Because of our own David Roth. Lousy Roth. In all seriousness, our NY-based media has long been intent on making sure that the rest of the world knows about what’s happening in New York. Combine that with the grievance culture that has overtaken our most entitled citizenry and HEY PRESTO! What should be a local political issue is now supposed to be everyone’s problem. This is our digital society in miniature, and there’s very little I can do about it outside of diluting the grievance pool with my own horseshit. PARKING SPACES IN MARYLAND ARE TOO NARROW AND DONALD TRUMP WON’T DO A FUCKING THING TO FIX IT! THE WHOLE WORLD MUST KNOW ABOUT THIS HEINOUS CRIME!
Ben:
On a message board I was drawn into a thread whose premise was that you can't watch a sport if you aren't a fan of one of the teams in the sport. I honestly don't have a team in any sport that I root for or against, I just get some enjoyment out of having the game on and watching the games. But apparently this makes me a weirdo and I should find something much better to do with my nights and weekends. Am I weirdo?
No. Who the fuck made up that rule? I sure as hell didn’t. I have no favorite NBA team, but I still watch the NBA. What is this haughty subreddit gonna do, arrest me for it? If you enjoy watching a sport, you get to watch that sport. Normal people accepted this as fact long ago. We don’t have to discourse it. It’s a waste of time.
Vince:
Which sport has the coolest pre-game warm-up? I vote hockey, with its players flying around at high speed and fancy loops and blasting shots at awesome goalies who make effortless saves.
Oh yeah, hockey warmups are fucking tight. The fact that they pave the ice right before the players skate out only adds to the spectacle. The players skate out onto the ice in a single file and start flying around, and your mind instantly lights up. OMG it’s showtime! Things are happening now! I never played hockey long enough to participate in a skatearound like this, but I bet it makes you feel like a rock star.
Let’s give it up for batting practice while we’re here. It’s an hour before the first pitch. Good a time as any for Shohei Ohtani to casually knock out 10 straight practice dingers.
Ben:
Mermaids.

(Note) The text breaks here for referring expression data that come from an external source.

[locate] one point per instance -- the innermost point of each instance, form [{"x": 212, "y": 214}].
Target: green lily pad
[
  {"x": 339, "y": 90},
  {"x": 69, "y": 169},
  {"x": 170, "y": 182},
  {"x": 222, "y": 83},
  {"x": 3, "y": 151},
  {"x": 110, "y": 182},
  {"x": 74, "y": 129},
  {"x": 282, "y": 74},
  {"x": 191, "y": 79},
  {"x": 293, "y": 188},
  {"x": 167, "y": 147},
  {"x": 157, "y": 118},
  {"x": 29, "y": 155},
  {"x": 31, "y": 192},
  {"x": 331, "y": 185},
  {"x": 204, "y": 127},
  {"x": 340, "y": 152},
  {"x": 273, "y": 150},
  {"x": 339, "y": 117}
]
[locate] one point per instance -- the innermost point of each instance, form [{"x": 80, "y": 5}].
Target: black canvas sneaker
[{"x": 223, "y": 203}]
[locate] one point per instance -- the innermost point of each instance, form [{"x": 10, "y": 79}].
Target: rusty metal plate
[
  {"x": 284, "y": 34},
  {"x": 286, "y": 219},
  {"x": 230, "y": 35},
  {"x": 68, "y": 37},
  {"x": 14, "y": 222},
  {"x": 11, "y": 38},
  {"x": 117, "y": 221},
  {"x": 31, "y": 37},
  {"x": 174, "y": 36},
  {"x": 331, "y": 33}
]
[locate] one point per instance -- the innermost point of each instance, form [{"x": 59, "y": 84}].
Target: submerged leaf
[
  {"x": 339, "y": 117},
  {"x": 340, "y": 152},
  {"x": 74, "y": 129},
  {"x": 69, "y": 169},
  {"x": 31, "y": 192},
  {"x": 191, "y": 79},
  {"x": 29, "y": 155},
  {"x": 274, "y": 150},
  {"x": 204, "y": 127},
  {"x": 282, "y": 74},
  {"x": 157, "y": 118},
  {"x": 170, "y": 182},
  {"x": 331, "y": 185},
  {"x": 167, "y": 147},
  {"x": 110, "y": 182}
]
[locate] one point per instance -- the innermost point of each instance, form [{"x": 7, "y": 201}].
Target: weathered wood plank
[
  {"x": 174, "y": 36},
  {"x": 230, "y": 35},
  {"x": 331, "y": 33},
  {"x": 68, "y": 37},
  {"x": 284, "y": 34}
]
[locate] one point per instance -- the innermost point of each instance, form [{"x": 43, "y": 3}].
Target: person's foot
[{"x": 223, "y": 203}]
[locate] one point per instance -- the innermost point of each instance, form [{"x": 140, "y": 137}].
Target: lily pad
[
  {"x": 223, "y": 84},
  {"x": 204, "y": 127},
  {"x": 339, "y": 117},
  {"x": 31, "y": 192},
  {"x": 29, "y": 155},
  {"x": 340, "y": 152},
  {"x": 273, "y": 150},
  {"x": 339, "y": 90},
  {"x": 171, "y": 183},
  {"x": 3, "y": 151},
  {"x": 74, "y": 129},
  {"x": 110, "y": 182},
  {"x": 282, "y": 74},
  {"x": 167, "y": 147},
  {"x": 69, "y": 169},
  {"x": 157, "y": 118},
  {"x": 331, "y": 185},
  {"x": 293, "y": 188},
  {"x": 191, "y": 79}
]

Top half human female, bottom half fishie. But is the top half meat and the bottom half fish? Is there a clear boundary line where it suddenly switches, or is it a mix of fish and meat? You could get surf AND turf from one animal!
It’s definitely surf and turf in one. The more pressing question is: are you a cannibal if you only eat the fish part of a mermaid? What about a centaur? If I get a nice cut of horsey tenderloin off Firenze the magical centaur, have I committed an unspeakable crime? I say no. The animal part of any mystical hybrid beast is fair game. Just imagine a big ol’ basket of Pegasus wings delivered to your table. Who’s gonna refuse a treat like that?
Email of the week!
Dave:
I grew up in South Central PA, and my mom's family was from the Lehigh Valley, so trips back home would involve I-81 and I-78. Anyone who has taken that route is quite familiar with what is now a Sam Adams brewery location west of Allentown. In my childhood, it was a Stroh's brewery, with a bigass sign on the top of the massive building, above the three-story high windows displaying the biggest brew tanks you've ever seen.
But I didn't know what the hell it was. It was the early 90s, and my parents weren't drinkers. Beer only existed in TV commercials and the six-pack our family friend would bring to NYE. So one day, after years of riding along in the backseat past the most majestic building I'd ever seen (did I mention I grew up between a corn field and a cattle farm?), I finally plucked up the courage to say, "Hey mom and dad, next time we come out to visit Grammy and Pappy, I want to stay at that hotel!"
I thought my dad was going to crash the van, he was laughing so hard. My mom, my dad, and my much older brother spent the remaining 30 minutes of the drive laughing their asses off. They did at least eventually let me in on the joke. Anywho, if any childhood story could possibly have presaged my future as the family boozehound, it would be that one...
Go Birds, and be well.
Same to you, Dave. I hope you get to visit that not hotel one day.